Mr. Joyce was not teaching early Egyptian perversions nor inventing new ones. Girls lean back everywhere, showing lace and silk stockings; wear low-cut sleeveless blouses, breathless bathing suits; men think thoughts and have emotions about these things everywhere—seldom as delicately and imaginatively as Mr. Bloom—and no one is corrupted. Can merely reading about the thoughts he thinks corrupt a man when his thoughts do not?

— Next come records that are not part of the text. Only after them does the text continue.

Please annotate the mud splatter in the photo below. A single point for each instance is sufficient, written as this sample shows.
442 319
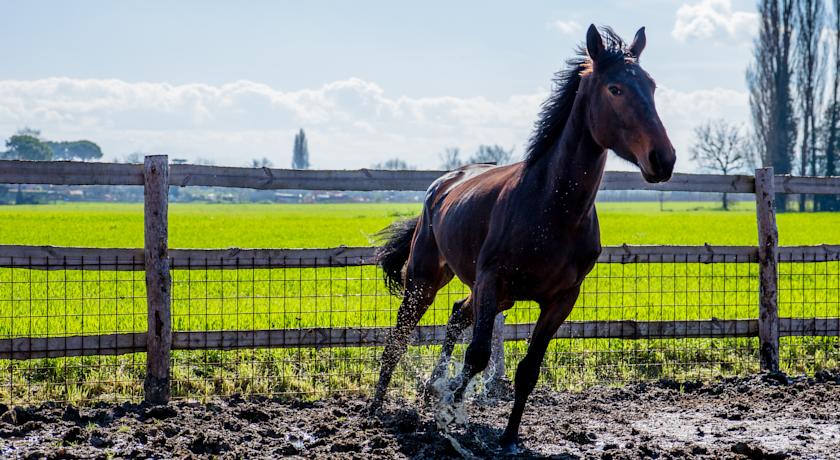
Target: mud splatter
756 417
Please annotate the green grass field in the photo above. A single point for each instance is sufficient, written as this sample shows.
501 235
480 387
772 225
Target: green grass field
58 303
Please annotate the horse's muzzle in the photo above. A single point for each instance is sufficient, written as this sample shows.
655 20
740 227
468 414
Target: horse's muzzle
661 165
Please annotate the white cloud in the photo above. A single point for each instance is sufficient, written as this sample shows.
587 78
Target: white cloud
350 123
709 18
567 27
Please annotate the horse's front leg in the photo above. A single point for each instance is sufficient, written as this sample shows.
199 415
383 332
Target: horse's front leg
551 317
486 292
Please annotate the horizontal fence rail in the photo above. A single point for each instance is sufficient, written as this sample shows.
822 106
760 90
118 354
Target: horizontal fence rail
156 337
182 175
113 259
24 348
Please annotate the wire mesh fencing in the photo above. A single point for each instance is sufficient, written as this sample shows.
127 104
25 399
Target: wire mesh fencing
343 312
59 324
809 308
302 327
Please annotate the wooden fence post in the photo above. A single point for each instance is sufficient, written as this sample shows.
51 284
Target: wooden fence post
158 281
768 259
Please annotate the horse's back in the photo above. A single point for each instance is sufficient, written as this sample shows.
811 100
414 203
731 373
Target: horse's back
459 206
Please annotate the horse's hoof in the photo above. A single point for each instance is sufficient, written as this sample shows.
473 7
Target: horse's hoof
510 447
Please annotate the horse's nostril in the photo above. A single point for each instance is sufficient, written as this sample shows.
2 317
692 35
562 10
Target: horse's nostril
655 162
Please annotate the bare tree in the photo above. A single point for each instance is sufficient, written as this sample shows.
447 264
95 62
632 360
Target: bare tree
810 65
720 147
451 159
832 119
261 163
300 152
769 80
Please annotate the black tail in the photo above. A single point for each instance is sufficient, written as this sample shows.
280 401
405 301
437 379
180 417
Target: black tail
392 255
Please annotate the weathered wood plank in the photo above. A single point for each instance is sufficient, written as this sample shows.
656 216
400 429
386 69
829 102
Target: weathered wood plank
620 180
158 279
274 179
22 348
93 173
70 258
810 185
59 258
272 258
768 259
69 173
819 253
434 335
809 327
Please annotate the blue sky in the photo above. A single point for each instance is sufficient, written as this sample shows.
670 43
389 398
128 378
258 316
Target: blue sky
368 81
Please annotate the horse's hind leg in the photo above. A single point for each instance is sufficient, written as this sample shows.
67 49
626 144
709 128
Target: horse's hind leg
551 317
461 318
424 276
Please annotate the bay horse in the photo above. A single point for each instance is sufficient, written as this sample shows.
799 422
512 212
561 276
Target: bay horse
529 230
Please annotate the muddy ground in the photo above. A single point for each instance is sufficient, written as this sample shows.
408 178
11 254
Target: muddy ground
764 416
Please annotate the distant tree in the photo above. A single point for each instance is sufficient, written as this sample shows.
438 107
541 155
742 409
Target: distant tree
75 150
27 147
720 147
261 163
300 153
134 158
394 164
492 154
809 69
769 82
451 159
831 124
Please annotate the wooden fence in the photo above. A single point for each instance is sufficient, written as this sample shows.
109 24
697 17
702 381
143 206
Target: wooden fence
156 175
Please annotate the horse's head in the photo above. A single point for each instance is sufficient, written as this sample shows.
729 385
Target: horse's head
622 114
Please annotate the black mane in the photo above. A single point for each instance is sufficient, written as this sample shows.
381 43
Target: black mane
556 109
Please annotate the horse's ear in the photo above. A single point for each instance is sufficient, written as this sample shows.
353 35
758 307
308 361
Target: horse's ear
594 43
639 43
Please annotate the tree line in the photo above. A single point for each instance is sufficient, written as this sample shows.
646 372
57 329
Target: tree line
28 144
451 158
793 85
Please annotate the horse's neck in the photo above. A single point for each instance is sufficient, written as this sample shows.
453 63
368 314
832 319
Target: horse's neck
573 171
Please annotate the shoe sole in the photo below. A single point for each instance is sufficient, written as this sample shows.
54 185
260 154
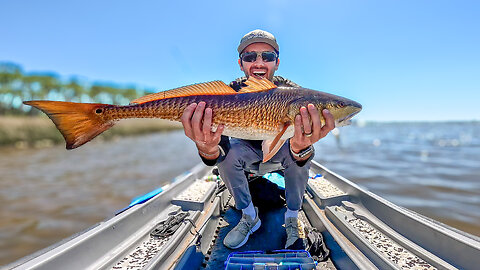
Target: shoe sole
259 223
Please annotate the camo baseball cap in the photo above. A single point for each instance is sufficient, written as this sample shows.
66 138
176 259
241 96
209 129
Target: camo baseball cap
257 36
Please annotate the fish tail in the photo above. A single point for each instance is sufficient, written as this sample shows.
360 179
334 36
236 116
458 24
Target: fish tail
78 122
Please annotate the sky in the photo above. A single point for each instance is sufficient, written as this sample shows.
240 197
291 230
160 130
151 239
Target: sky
402 60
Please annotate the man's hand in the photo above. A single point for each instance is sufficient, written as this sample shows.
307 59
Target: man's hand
197 124
308 128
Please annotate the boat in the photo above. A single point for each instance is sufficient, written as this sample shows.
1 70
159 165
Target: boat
182 226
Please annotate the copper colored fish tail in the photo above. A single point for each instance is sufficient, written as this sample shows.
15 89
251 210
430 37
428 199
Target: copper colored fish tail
78 122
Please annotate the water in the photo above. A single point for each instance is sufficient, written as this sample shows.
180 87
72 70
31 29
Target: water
49 194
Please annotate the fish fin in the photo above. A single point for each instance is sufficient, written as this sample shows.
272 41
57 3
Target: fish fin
209 88
271 147
78 122
256 85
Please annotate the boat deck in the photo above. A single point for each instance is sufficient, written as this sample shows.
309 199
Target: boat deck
361 230
270 236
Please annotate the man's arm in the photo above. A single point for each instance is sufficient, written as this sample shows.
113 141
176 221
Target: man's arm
197 124
309 130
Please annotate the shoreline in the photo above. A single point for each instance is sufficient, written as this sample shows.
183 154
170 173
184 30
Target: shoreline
31 132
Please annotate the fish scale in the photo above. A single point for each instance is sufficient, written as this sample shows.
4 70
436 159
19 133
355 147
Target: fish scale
259 111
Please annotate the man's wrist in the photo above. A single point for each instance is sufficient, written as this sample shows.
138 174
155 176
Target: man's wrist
210 153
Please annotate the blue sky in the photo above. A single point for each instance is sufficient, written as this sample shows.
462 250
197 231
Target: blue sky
402 60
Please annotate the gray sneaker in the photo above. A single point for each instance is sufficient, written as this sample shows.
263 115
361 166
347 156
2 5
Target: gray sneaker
238 236
295 230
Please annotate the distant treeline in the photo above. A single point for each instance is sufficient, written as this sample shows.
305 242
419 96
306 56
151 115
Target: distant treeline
17 86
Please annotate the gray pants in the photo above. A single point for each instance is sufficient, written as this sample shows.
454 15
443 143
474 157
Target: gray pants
243 157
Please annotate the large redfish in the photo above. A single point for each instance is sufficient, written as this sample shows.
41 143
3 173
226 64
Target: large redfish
259 111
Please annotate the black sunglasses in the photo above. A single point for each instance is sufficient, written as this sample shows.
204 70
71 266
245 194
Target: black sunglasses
252 56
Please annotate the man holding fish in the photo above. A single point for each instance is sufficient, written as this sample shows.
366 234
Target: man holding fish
272 121
258 51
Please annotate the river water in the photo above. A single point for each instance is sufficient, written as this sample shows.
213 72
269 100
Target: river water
49 194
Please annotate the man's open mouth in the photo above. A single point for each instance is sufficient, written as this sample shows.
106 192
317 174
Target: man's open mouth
259 73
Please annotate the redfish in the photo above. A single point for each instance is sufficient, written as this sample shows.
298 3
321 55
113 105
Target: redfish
259 111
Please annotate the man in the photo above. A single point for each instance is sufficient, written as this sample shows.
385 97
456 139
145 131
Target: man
258 51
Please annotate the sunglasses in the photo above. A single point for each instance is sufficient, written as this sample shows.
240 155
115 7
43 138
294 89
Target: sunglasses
252 56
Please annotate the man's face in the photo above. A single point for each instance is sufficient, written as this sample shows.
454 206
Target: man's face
259 69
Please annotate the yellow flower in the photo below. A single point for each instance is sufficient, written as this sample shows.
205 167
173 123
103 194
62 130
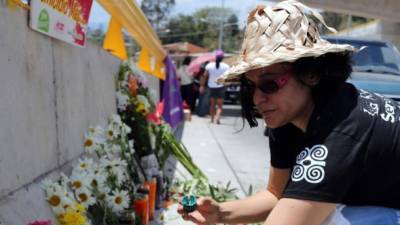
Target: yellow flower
141 108
72 217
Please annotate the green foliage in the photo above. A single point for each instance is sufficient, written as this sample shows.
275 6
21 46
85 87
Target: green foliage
340 21
202 28
157 11
201 187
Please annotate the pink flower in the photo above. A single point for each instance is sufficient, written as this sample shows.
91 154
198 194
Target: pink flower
42 222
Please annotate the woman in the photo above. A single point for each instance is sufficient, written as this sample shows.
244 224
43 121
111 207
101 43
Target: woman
186 81
335 150
217 91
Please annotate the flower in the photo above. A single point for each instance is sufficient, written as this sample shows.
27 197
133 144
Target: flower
42 222
85 165
72 217
118 201
133 85
131 148
79 180
85 197
115 119
116 167
112 132
143 99
93 143
122 100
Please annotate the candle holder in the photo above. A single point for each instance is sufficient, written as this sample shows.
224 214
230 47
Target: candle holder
189 203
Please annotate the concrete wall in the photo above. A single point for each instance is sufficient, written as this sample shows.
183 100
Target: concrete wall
50 92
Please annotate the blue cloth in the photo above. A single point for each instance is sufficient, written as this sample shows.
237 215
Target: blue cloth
364 215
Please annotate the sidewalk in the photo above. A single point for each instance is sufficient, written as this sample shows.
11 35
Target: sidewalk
224 154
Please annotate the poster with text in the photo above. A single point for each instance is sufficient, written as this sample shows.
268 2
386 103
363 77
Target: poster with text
62 19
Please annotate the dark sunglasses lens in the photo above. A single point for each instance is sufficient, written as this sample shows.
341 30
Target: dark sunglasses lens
269 87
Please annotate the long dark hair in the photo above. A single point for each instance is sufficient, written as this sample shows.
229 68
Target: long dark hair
187 60
333 69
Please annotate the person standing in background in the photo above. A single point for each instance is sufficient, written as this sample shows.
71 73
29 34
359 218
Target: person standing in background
217 91
202 107
186 81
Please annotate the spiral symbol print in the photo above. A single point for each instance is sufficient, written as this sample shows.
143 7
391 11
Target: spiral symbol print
298 173
310 164
319 152
315 174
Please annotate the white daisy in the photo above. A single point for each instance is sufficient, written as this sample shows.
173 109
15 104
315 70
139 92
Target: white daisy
115 119
84 197
85 165
122 100
112 132
131 148
143 99
93 144
79 180
118 201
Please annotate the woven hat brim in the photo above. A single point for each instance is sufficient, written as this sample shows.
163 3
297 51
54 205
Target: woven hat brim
239 68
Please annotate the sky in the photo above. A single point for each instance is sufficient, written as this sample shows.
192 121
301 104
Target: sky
99 17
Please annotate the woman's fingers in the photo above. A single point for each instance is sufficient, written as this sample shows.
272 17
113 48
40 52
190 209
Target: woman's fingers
196 217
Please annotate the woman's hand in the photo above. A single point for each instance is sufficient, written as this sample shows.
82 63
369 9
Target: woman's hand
206 213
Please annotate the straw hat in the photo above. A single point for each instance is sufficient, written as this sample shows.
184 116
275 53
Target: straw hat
282 33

Although the trial was ostensibly concerned with the "Nausicaa" episode, a number of scholars, such as Holly Baggett, Jane Marek and Adam Parkes, argue that it was motivated against the iconoclastic character of the magazine and its "politically radical lesbian" editors. Though Quinn defended Anderson and Heap in the trial, in his letters to Ezra Pound, Quinn expressed distaste for his defendants. In a letter from October 16, 1920, Quinn wrote, "I have no interest at all in defending people who are stupidly and brazenly and Sapphoistically and pederastically and urinally, and menstrually violat[ing] the law, and think they are courageous". Anderson and Heap faced not only a hostile prosecution and judges indifferent to the literary merits of Ulysses, but also a defense attorney who, in some ways, sided with the prosecution. In Baroness Elsa: Gender, Dada and Everyday Modernity: A Cultural Biography, Irene Gammel argues that the trial was ultimately a battle over women's issues and the paternalist functions of obscenity laws at the time . Gammel asserts that Baroness Elsa von Freytag-Loringhoven, a prolific contributor of poetry to The Little Review, became the magazine's figurehead in a fight for authority in determining the subject matter women should be able to write about and read. Gammel writes, "If Heap was the field marshall for The Little Review's vanguard battle against puritan conventions and traditional sexual aesthetics, then the Baroness was to become its fighting machine".

Though effectively banned in the United States, Ulysses was published in Paris by Sylvia Beach in 1922, one year after the trial. Not until the 1933 case United States v. One Book Called Ulysses could the novel be published in the United States without fear of prosecution.